Projet dirigé par Kevin Arceneaux et Martial Foucault, CEVIPOF.

In this project we propose developing and administering an innovative research design for both understanding how people engage with the online public sphere as well as test interventions that are designed to cultivate healthier and more constructive online behaviors. We plan to do so in the context of the French presidential and legislative elections slated for spring 2022. Following the experience of the last national elections in France, we anticipate that the electoral campaign will be emotionally charged, polarizing, and filled with attempts to spread misinformation. Our research approach will cast a broad net by studying a wide range of attitudes and behavior, both on- and offline.

Projet dirigé par Achim Edelmann, médialab.

The digital transformation has led to major changes in the information ecosystem. Modern communication platforms such as WhatsApp, Facebook, and Twitter have become important media for information dissemination, breaking down centralized structures while blurring boundaries between private and public channels. Unfortunately, these platforms have also been misused to share inaccurate or inflammatory content. As of today, we—science—have failed to provide the knowledge needed to successfully counter this phenomenon. We lack the evidence needed to design and implement successful interventions. This project will therefore identify mechanisms that substantively and effectively govern the spread of misinformation and related effects such as polarization.

Projet dirigé par Séverine Dusollier, École de droit.
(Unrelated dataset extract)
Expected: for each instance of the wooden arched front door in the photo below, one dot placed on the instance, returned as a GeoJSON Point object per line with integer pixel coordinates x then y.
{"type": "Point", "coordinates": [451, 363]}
How can the values and rights needed to sustain democracies and the common good be upheld and ensured in our digital world? What is the role of the law in doing so? Sciences Po’s Law School Towards a New Digital Rule of Law project will assess the legal governance/regulation of the Internet and of some of its technologies in identified case studies in order to develop a new line of research investigating and experimenting the necessary role of law in current internet evolution. The School of law intends to develop this line of research for the years to come around different specific issues challenging the rule of law. In the next three years, the Project will focus on examining the value and of constitutional law concepts for a digital rule of law, how to govern AI to make it compatible with democracies, and how to use infrastructures to govern and how to govern infrastructures to address data inequality and shape a less concentrated web. All projects will be developed emphasizing three main pillars (1) hosting and supporting rigorous academic research focused on relevant governance challenges;(2) channeling the research into early action and early impact through the law school’s clinical program; and (3) implementing public outreach, by hosting conferences and workshops where different stakeholders can discuss and influence policy on time-contingent issues.

Projet dirigé par Julia Cagé, Sergei Guriev et Émeric Henry.

The spread of misinformation on social media has become a major challenge for modern societies (Tufekci 2018). In this project, we propose to develop and test new solutions and methods to slow down or block the spread of false news and alternative facts. We propose solutions at two levels: upstream, to improve the regulation of platform companies and improve fact-checking procedures, and downstream, to enhance users’ ability to recognize false news. Our project will therefore both enhance digital governance, by proposing and evaluating changes to the design of social media, enhance the impact of fact checking, by evaluating best practices, and improve digital literacy, by designing and testing a training app that will be used in practice.